What has been making something of a difference recently is the rejuvenation of gold:silver ratio trading. Technical analysts have been looking favorably on silver since the start of the year and the gold: silver ratio has come increasingly onto the radar screens. Technically-driven trading of the ratio has also been important, with the 10-day and 20-day moving averages defining the upper boundary of the ratio's path.

Obviously the ratio, of itself, does not drive markets. It is normally a result of the inter-related moves of both gold and silver, but now and then it does have an impact on the metals' prices - much more so on silver than on gold.

What has lain behind the changes in the ratio this time? Certainly not the silver market's fundamentals in terms of marginal costs of production against the balance between industrial supply and demand (and this includes jewelry demand but not investor interest), which are not looking favorable. Silver may often be regarded as a precious metal by virtue of its historic connection with currencies and its lingering jewelry market but jewelry, silverware and coins+medals between them comprise less than 30% of silver demand, against nearly 80% in the gold market; on a purely fundamental basis, therefore, silver belongs in the industrial camp.

Sentiment and perception are important market elements, however and silver's long-standing relationship with gold is a vital influence on prices and investment activity. Essentially, because of silver's intrinsically higher volatility than gold, some speculators and investors use exposure to silver as a means of gearing up their exposure to the latter. If gold is going up, silver typically goes up further, so a combination of the two is a stronger performer than gold on its own. This does not work for the whole time, obviously, but it is a well-entrenched mechanism and has been playing an important part in silver's price performance over the past two months since the gold:silver ratio briefly exceeded 80.

This has been no more evident than in the exchange traded funds and the London ETC. When the gold:silver ratio reached its maximum in mid-December 2008, these funds harbored 7,661 tonnes of silver in their coffers. In the two months since then this has shot up to 8,734 tonnes, an increase of 1,073 tonnes and on annualized basis this is the equivalent of 6,096 tonnes per annum (196 million ounces) or almost 25% of global industrial demand. Over this period the silver price has increased by 21%, from just over $11 to just less than $13.40. Gold has risen by 13% and copper, 12% over the same period.

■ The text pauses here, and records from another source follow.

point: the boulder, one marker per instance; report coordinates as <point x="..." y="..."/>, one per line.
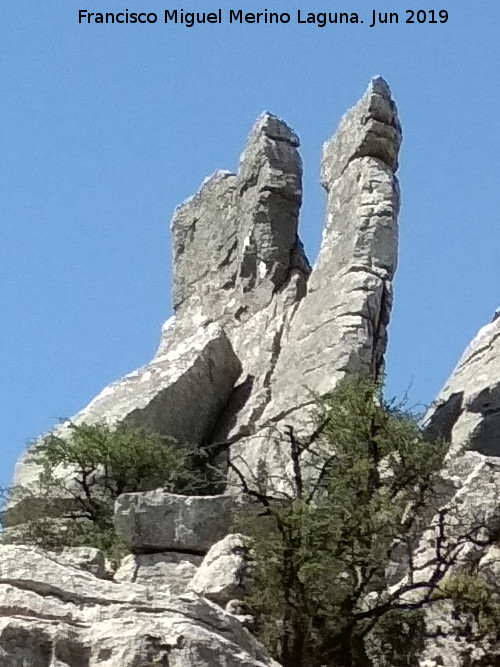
<point x="89" y="559"/>
<point x="171" y="570"/>
<point x="196" y="376"/>
<point x="52" y="614"/>
<point x="155" y="521"/>
<point x="340" y="326"/>
<point x="225" y="573"/>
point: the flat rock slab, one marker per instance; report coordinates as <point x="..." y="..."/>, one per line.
<point x="155" y="521"/>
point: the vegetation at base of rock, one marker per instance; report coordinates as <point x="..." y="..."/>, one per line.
<point x="101" y="462"/>
<point x="475" y="601"/>
<point x="323" y="542"/>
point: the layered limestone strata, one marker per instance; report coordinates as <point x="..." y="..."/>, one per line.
<point x="340" y="327"/>
<point x="55" y="614"/>
<point x="251" y="337"/>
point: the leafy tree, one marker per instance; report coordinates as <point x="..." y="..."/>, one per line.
<point x="351" y="503"/>
<point x="84" y="468"/>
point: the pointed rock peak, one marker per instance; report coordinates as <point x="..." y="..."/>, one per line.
<point x="274" y="128"/>
<point x="379" y="86"/>
<point x="369" y="129"/>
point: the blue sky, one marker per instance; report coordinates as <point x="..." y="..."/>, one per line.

With this degree of uptake it is not surprising that silver has outshone gold recently and left copper some way behind. Although gold and copper have improved by similar amounts, silver's correlation coefficient with gold over the period has been a healthy 90%, while that with copper, although still impressive, has been lower at 63%.

Silver's outright fundamentals do not justify prices at these levels, but for as long as the market retains its bullish stance and investors keep coming for the metal then any industrial surplus this year stands a good chance of being absorbed and when investors like the look of gold, some of them will like the look of silver even more. This metal is, however, flying almost as high as Icarus and when that ratio starts to rise, then silver speculators had better be watching very closely.